TRIBUN-MEDAN.com, TANJUNGBALAI - Masyarakat dan sejumlah pekerja konstruksi mengeluhkan sulitnya mendapatkan semen di Kota Tanjungbalai. Selain itu, kenaikan harga juga menjadi masalah.
Sutris salah seorang pemborong bangunan rumah menyebut kelangkaan terjadi mulai akhir Juni kemarin. Terlebih, semakin langkahnya semen, maka semakin naiknya harga.

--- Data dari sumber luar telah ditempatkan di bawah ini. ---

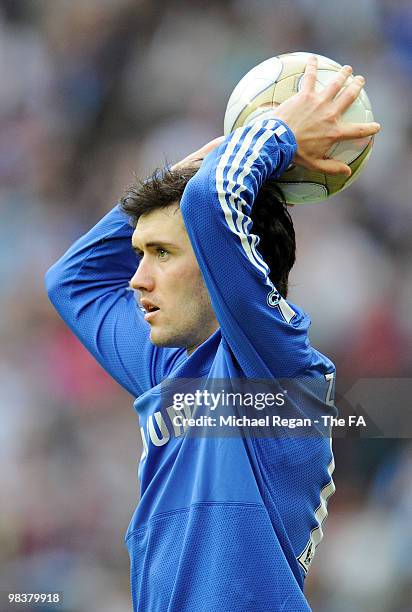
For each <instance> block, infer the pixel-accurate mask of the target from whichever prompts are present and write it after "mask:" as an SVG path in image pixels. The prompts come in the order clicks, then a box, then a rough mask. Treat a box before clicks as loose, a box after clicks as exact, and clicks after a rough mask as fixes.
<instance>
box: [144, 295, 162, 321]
mask: <svg viewBox="0 0 412 612" xmlns="http://www.w3.org/2000/svg"><path fill="white" fill-rule="evenodd" d="M140 304H141V305H142V307H143V308H144V310H145V311H146V314H145V316H144V319H145V321H150V320H151V319H152V318H153V316H154V315H155V314H156V312H158V310H160V309H159V306H156V304H154V303H153V302H151V301H150V300H146V298H142V299H141V300H140Z"/></svg>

"Kami kemarin belanja itu sekitar tanggal 20an Juni. Itu semen banyak yang kosong. Kemudian, terakhir kami belanja tanggal 1 kemarin, harga semen Garuda udah mencapai Rp 80 ribu," kata Sutris saat dihubungi tribun-medan.com, Sabtu (4/7/2026).
Katanya, kondisi ini berpotensi dapat menghambat pembangunan dan pekerjaan para pemborong dan tukang bangunan kecil.
Sementara Rizal, salah seorang pemilik toko bangunan membenarkan kelangkaan tersebut. Menurutnya, saat ini stok hampir semua diperoleh dari Asahan.
Harga yang semula Rp 50 ribu hingga Rp 55 ribu, kini meroket hingga Rp 80 ribu per saknya.
"Naik semua merk semen. Disini lagi susah semen, kebetulan dapat stok dari Asahan dan harga sedang gila-gilaan," kata Rizal.
Diterangkan Rizal, semen Tiga Roda yang semula harga Rp 68-70 ribu, kini menyentuh harga Rp 90 ribu. Semen merk Garuda yang semula Rp 50 ribu, kini menjadi Rp 80 ribu, semen merah putih yang semula harga Rp 55 ribu, kini harga Rp 80 ribu.
Kenaikan ini belum diketahui pasti apa penyebabnya, namun Rizal mengaku, setiap hari hanya mendapatkan jatah sebanyak 50 sak semen.